A $2.25 million Strengthening Institutions grant to Washington’s Highline College will help the college expand advising support for students and professional development for staff and faculty. Some of Highline’s goals include increasing pass rates in gateway courses, such as math and English, redesigning the student onboarding experience and transforming advising.
Eastern West Virginia Community & Technical College also has received a $2.25 million grant. The funding will support the redesign of an advising model, enhance career services, expand instructional innovation with the augmentation of online learning, improve data analysis, enhance data-driven decision making for assessment improvements and increase the capacity of Eastern’s Foundation.
“This kind of comprehensive and innovative support will boost and expand the ability for Eastern to better serve, retain, and foster success for its students,” said Monica Wilson, dean of student access and success.
The Maricopa County Community College District (MCCCD) will use $8.5 million in funding to provide workforce training to Phoenix residents. It will tap American Rescue Plan Act funds for free training and education to residents affected by the pandemic in the hardest-hit industries of hospitality, food service, retail and families with young children.

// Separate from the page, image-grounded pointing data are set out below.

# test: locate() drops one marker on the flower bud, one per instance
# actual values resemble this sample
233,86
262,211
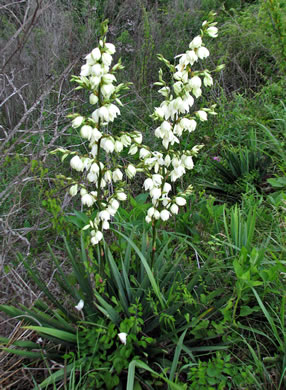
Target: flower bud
130,171
73,190
165,215
180,201
86,131
121,196
77,164
77,121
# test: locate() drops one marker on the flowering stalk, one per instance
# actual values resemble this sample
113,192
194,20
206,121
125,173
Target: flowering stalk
165,167
102,177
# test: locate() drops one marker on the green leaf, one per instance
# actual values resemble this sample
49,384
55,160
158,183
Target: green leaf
144,366
146,267
177,355
59,334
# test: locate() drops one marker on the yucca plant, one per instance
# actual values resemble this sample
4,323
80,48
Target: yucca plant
155,309
237,172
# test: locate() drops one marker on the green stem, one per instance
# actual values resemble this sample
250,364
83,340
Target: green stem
154,237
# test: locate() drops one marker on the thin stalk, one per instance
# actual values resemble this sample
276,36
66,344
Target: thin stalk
154,237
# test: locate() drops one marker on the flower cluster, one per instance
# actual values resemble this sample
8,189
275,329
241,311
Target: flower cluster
102,177
166,167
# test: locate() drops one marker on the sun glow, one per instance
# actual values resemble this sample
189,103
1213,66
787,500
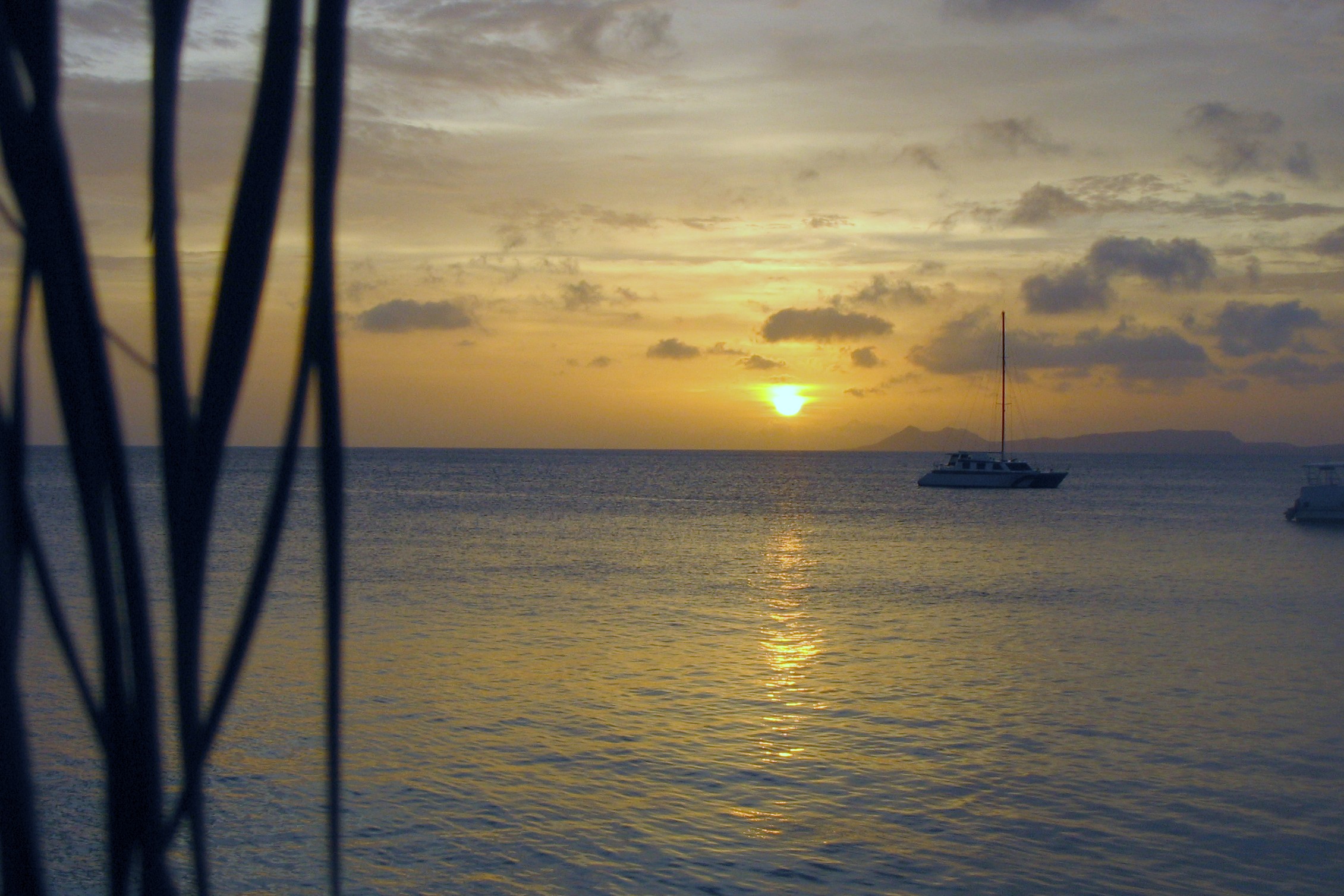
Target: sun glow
786,399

Residents can receive training for several industries, including bioscience and healthcare, information technology, manufacturing and construction. Participants will receive a monthly stipend to assist with emergency expenses such as transportation and childcare.
As part of the $8.5 million, the city council approved $1.5 million to MCCCD’s workforce and economic development office to provide education and workforce navigation services to participants, such as case management and access to employer networking and hiring events.

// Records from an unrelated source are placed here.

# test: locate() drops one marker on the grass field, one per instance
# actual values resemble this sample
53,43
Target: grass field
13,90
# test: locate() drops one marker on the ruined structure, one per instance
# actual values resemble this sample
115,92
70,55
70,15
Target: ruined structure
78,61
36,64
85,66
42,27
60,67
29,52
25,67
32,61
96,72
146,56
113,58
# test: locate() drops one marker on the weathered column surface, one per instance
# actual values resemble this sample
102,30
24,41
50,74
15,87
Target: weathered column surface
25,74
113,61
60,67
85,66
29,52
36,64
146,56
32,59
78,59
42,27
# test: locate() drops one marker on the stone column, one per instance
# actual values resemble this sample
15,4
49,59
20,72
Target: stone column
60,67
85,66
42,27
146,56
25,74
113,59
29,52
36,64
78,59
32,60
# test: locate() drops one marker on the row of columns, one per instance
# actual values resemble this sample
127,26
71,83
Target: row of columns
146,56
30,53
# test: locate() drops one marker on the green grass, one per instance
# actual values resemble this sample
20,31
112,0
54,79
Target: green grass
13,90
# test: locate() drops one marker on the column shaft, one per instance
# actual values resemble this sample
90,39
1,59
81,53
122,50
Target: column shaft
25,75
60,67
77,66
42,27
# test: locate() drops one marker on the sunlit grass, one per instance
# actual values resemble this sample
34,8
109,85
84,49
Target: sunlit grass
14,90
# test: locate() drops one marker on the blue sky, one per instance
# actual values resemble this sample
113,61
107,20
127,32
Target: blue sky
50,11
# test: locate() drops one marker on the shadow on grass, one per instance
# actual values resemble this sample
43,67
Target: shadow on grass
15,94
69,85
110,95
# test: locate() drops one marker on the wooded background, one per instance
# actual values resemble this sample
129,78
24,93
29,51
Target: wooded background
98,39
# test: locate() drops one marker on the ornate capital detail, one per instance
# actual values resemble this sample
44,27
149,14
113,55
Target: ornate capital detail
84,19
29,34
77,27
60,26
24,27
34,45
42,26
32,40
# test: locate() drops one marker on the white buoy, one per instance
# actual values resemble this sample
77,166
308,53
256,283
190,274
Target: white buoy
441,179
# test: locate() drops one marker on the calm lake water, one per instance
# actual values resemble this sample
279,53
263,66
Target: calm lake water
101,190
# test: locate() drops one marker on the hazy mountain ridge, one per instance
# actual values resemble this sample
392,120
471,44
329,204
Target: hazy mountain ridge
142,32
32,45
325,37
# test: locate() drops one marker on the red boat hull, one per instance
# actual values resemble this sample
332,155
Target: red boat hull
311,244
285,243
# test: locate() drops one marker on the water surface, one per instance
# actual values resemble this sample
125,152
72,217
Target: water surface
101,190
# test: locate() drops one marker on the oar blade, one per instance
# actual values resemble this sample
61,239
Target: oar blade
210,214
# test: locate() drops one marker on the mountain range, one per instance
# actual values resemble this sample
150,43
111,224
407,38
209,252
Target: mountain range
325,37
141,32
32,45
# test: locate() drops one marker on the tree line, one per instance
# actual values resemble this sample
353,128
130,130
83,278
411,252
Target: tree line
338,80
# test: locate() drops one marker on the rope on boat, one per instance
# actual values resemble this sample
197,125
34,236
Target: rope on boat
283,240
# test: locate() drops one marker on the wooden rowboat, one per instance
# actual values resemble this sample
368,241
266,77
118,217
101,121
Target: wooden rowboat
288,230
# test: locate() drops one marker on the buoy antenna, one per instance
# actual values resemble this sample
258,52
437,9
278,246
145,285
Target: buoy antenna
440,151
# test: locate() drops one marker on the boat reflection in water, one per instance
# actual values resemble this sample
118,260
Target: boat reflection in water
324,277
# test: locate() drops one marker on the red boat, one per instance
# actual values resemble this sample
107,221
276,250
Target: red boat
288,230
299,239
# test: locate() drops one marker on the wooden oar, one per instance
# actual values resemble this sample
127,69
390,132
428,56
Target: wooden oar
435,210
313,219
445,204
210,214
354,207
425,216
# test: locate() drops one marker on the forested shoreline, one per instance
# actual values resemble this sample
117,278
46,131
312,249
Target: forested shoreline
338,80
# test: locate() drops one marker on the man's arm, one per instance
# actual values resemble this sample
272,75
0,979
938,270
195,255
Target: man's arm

With a $3 million ED grant, Hudson County Community College (HCCC) will expand educational opportunities for Hispanic and Latino students through The Golden Door/La Puerta Dorada project.
HCCC’s project includes developing an English as a Second Language (ESL) Pathway Academy, which will revamp the ESL curriculum offerings. The college will redesign student support services through the development of an ESL Resource Center and implement a faculty/ staff professional development program with curricula that address equity, inclusion and the educational needs of adult English-language learners.
Tulsa Community College (TCC) raised more than $475,000 during its 2021 Vision Dinner. That’s the most it has ever raised at this annual event.
In a TCC student survey, 40% said their financial situation is worse than before the pandemic and they are struggling to pay for college. During Vision Dinner and a live-ask, donors pledged $50,000 for one-time scholarships to be awarded in fall 2022.
“It is amazing to see our community respond and value a college education,” said Tim Lyons, TCC Foundation chair and one of TCC’s 50 Notable Alumni recognized at the event. “Personally, as someone who benefited from taking classes at TCC, I am proud to support an institution that provides affordable access to higher education with quality academic programs and personalized support.”
Whatcom Community College (WCC) has received $3 million from the National Science Foundation to improve undergraduate STEM education participation. The research project will center around creating and testing an instructional framework that STEM faculty and departments can use to define and adopt inclusive, student-centered STEM teaching and learning.
WCC will partner with Western Washington University and the University of Texas-Rio Grande Valley.
“WCC STEM faculty have been implementing research-based instructional strategies for years, primarily in the form of student-centered activities that provide multiple ways for students to discover and demonstrate their learning. These strategies are proven to improve learning in STEM courses, particularly for first-generation college students or students from traditionally underrepresented groups,” Vice President of Instruction Ed Harri said in a release.